This is where I went on Sunday.
There's a park not ten minutes away from my host family's house called Chateau Pradelle. That's right -- although French elementary school playgrounds leave something to be desired, their parks have real castles. The only castles I remember from my childhood were at Golfland (the one we'd pass on the freeway and shout, "Beast castle!" at) and on Patterson Elementary's playground, a metal tower at the top of the slide that burned you upon contact even in November. Not that I don't still feel nostalgia for both of those places, or at least the memories associated with them.
The above picture is the castle as viewed from below and there are swings, trees to climb, and a jungle gym up the steps and to the right. It was a very cloudy, windy, blustery day.

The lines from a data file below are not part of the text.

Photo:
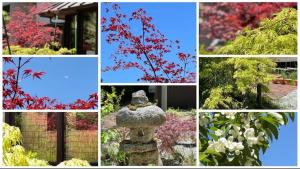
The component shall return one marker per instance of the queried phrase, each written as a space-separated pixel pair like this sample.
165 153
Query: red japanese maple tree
14 97
145 51
26 30
224 20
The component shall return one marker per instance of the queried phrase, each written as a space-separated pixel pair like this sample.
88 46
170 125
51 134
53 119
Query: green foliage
74 162
235 139
5 16
230 83
17 50
273 36
110 101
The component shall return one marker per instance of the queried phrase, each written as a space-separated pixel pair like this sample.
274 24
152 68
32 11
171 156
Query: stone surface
145 158
149 116
142 135
139 97
128 146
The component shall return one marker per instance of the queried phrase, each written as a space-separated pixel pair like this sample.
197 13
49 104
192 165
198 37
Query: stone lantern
142 118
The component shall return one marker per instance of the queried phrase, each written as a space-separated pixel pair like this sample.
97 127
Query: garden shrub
274 36
175 128
236 139
231 83
110 138
18 50
110 154
110 101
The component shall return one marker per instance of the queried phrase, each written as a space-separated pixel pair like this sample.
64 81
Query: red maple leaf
27 71
37 75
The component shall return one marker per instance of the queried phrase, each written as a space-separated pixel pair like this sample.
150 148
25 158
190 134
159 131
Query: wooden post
6 35
259 95
60 129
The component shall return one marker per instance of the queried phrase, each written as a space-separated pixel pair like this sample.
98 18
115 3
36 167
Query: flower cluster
237 138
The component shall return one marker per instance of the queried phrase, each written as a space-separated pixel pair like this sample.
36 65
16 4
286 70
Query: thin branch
17 80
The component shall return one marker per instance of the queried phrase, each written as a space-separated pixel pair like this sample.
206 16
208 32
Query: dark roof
61 9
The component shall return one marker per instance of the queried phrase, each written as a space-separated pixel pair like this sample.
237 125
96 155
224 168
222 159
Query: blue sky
283 152
66 79
177 21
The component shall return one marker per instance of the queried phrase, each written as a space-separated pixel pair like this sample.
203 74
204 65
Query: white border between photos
152 84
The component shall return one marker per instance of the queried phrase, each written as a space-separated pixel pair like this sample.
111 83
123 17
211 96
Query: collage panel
50 28
248 28
148 126
35 83
248 139
248 83
148 42
198 84
50 139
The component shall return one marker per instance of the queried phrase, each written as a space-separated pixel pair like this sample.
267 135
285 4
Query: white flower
229 115
239 146
261 133
249 133
219 132
230 138
277 116
240 138
216 115
248 163
257 124
217 146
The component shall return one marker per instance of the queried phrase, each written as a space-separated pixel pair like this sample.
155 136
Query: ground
283 95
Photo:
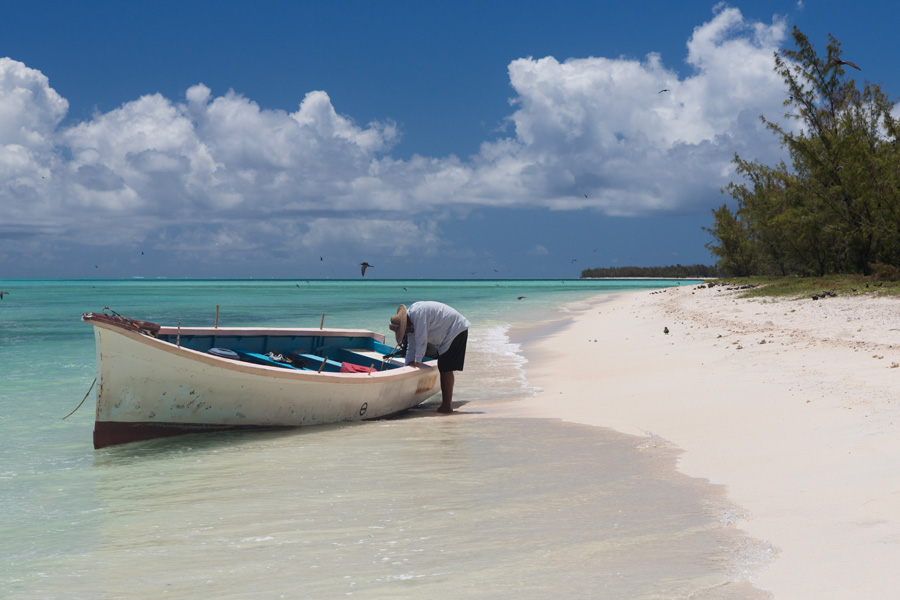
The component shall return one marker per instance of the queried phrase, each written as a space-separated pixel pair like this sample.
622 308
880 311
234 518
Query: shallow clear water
423 506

This picture is taken from the same spot, but in the opposite direction. While I was at the park, two little girls from CP (the first grade class) came up and said, "Bonjour maîtresse!" I'm starting to get a lot of random children saying that to me as I walk around town. It's adorable and a little odd at the same time since I don't know hardly any of their names yet. I'm usually really good with names but seeing as how I haven't met any of them individually and I'm only going to be in their classes for 30-45 minutes a week, memorizing names will be a more difficult task, especially since most of them are French names I've never heard of before.
This Monday and Tuesday I did more observation at a school and then showed pictures of the desert to the CE2 class (3rd grade) as well as the scorpion sucker I bought from Walgreens before I left for France. In somewhat stereotypical gender fashion, the boys wanted to spend at least a full two minutes holding the specimen and pretending like they were opening the packaging to eat it while the girls quickly glanced and passed it on with just two fingers pinching the end furthest from the scorpion. One girl whispered to her friend, "Ça me fait peur."
I have to admit that I jump a little every time I come across it in my purse.
Last week I observed my first English lesson. They sang a song to learn how to ask basic introductory questions and how to answer them. It was hard not to laugh though because the song was so robotic and unnatural sounding. I guess there's nothing wrong with a bit of repetition, but I can just imagine the stares little French children would get for coming to America and asking, "What's your, what's your, what's your name?"
I am really excited to get started, but unfortunately I won't actually be teaching for quite awhile. Next week I'll be in Grenoble for a training and then the week after that is the Toussaint vacation, so I won't be back in the classroom until November 3rd! We'll need to have a belated Halloween celebration because I have about 300 stickers, tattoos, pencils, erasers, and other Halloween-themed stuff to use up. This will be a much more low-key Halloween than usual, but I'm hoping to at least get my hands on a bag of candy corn pumpkins via my sister and the French postal service.